Brown the meat in the oil on medium-high heat.


Once the meat is seared, add the onions.



Saute the onions until they begin to take on some color.  Then add 2.5 cups water, bring to a boil, and lower to a simmer.  Allow the onions and meat to simmer until the beef is nice and tender.  Then add the rest of the vegetables.





Let the vegetables simmer until tender (about 10-15 minutes).  Then add the sauce cubes, and let simmer for a few minutes to thicken.


Serve with rice.


And onto the third part of our dinner – the star of the night.  It also had little preparation, so I can’t take too much credit.  For the sashimi course we served sushi grade tuna.  One of the many benefits of vacationing in the Outer Banks of North Carolina is access to great, often cheap, fresh seafood.  Here is the piece we bought.


Gorgeous, right?  All I had to do was slice it up.  I could try to describe how I cut the tuna, but it would be a disservice to Japanese cuisine.  Slicing sashimi and sushi requires precision and is a real art form at its peak.  But… that being said… just slicing up some great fish pretty thin will be delicious regardless.


The pile of fish cut into chunks was set aside for a tartare the next day.  Of course.



For dipping purposes, I served the tuna with soy sauce with ginger and daikon.

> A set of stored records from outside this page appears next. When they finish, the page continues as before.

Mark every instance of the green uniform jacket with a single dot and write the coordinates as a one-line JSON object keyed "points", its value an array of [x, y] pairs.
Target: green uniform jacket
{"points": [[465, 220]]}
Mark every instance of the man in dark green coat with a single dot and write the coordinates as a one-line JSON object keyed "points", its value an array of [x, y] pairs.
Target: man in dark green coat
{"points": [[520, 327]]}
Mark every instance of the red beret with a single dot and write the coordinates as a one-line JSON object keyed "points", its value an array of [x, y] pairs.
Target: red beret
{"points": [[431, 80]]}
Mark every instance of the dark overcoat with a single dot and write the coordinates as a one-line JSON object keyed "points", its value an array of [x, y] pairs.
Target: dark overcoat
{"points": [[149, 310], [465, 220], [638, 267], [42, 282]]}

The Verdict?  All thumbs up from my fellow vacationers.  The miso soup was a nice start to the meal – light, flavorful, and simple.  The curry was great.  It is not as spiced (in heat or flavor) as an Indian curry might be, but is full of complex flavors – it manages to taste like curry and soy sauce at the same time… it’s wonderful.  The sashimi was a crowd pleaser.